Pétrole : l’accord secret entre le CNT et la France


Dans une lettre que s’est procurée «Libération», les rebelles promettent d’accorder 35% du brut libyen aux Français.

Par VITTORIO DE FILIPPIS

La morale politique n’a rien à faire avec les affaires. C’est, en substance, ce que répète le gouvernement français depuis le 19 mars, jour du lancement de l’opération militaire contre les troupes du colonel Kadhafi. Paris n’a qu’un seul objectif : «Venir en aide à un peuple en danger de mort […] au nom de la conscience universelle qui ne peut tolérer de tels crimes, déclare Nicolas Sarkozy lors d’un discours à l’Elysée, le 19 mars. Nous le faisons pour protéger la population civile de la folie meurtrière d’un régime qui, en assassinant son propre peuple, a perdu toute légitimité.» N’empêche, les entreprises pétrolières françaises pourraient largement profiter de cette campagne militaire. C’est en tout cas ce qui est écrit noir sur blanc dans un document que Libération s’est procuré. Texte signé par le Conseil national de transition (CNT), autorité de transition créée par les rebelles libyens.


Certes, il était de notoriété publique que les pays les plus engagés auprès des insurgés seraient les mieux considérés par le CNT le jour venu, notamment en nombre de contrats pétroliers sonnants et trébuchants. Mais ce document montre clairement que des engagements chiffrés ont été donnés il y a déjà plusieurs mois.

«Soutien total». Nous sommes le 3 avril.
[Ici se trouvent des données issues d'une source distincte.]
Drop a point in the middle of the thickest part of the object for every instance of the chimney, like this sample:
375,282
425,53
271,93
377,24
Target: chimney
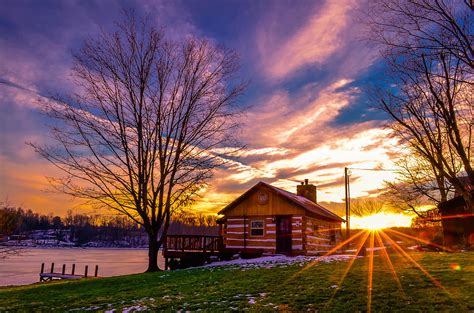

Dix-sept jours se sont écoulés depuis l’adoption de la résolution 1973 au Conseil de sécurité de l’ONU, où la France a joué un rôle déterminant pour venir en aide aux insurgés. Ce 3 avril, le CNT signe donc une lettre (reproduite ci-dessus) dans laquelle il est précisé : «[…] S’agissant de l’accord sur le pétrole passé avec la France en échange de la reconnaissance de notre Conseil, lors du sommet de Londres, comme représentant légitime de la Libye, nous avons délégué le frère Mahmoud [Shammam, ministre en charge des médias au CNT, ndlr] pour signer cet accord attribuant 35% du total du pétrole brut aux Français en échange du soutien total et permanent à notre Conseil.» A qui s’adresse cette missive ? Au cabinet de l’émir du Qatar. Et pour cause, ce pays sert depuis le début du soulèvement d’intermédiaire entre la France et le CNT. Avec copie au secrétaire général de la Ligue arabe, Amr Moussa.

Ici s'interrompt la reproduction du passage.